L'article 5 propose la création d'une nouvelle délégation parlementaire consacrée au suivi des objectifs de développement durable à l'Assemblée nationale comme au Sénat. Son fonctionnement et sa composition seraient classiques puisque l'ensemble des groupes parlementaires et des commissions permanentes seraient représentés proportionnellement. En complément des commissions permanentes, elle permettrait de mieux appréhender le caractère transversal et le suivi des ODD. Lors de la discussion générale sur le projet de loi « climat et résilience », hier, j'ai entendu soulever à plusieurs reprises, y compris dans la majorité, la question de l'évaluation des politiques publiques et des textes de loi sous l'angle de la lutte contre le changement climatique, l'acceptation sociale ou encore la biodiversité. Ce que je vous propose aujourd'hui, c'est une évaluation qui permette de prendre en compte tous ces aspects.

Enfin, l'article 6 vise à instaurer un Conseil national du développement durable, présidé par le Premier ministre ou son représentant, en remplacement du Conseil national de la transition écologique (CNTE).
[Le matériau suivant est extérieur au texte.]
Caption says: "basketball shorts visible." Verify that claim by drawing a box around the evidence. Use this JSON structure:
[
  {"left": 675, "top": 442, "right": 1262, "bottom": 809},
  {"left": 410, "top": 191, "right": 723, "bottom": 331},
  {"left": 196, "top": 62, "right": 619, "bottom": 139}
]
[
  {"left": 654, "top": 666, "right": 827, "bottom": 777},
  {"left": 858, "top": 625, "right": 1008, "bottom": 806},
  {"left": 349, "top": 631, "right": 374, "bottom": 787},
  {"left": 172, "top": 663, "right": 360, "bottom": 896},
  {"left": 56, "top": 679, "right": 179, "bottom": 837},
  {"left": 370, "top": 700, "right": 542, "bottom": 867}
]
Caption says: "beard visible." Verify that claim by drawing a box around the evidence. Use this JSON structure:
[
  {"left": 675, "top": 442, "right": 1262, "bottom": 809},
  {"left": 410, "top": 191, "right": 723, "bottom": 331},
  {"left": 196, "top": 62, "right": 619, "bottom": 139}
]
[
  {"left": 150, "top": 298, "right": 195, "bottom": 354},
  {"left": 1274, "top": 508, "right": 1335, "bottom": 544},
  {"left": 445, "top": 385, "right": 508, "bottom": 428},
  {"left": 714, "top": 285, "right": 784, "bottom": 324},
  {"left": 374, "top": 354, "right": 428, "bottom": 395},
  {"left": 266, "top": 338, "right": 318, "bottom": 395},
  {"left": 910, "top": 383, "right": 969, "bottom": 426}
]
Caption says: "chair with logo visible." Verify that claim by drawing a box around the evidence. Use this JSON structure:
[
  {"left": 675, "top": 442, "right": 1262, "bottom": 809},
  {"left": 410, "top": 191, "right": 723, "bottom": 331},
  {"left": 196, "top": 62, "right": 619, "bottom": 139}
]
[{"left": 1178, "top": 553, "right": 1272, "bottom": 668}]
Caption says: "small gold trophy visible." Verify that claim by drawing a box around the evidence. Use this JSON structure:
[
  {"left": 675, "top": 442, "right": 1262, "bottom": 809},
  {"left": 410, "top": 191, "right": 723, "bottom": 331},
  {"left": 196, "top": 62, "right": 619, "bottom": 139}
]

En confiant ainsi la responsabilité de la présidence du Conseil au Premier ministre et non plus au seul ministre chargé de l'écologie, cet article place au plus haut niveau de l'État la responsabilité de donner un avis sur les projets de loi et les stratégies gouvernementales ayant un impact sur l'environnement ou le développement durable. Il cherche également à alerter sur la multiplicité des acteurs concourant désormais à la production d'avis et de connaissances concernant les objectifs de développement durable.

Je sais pouvoir compter sur votre engagement pour les ODD et je vous remercie de votre attention.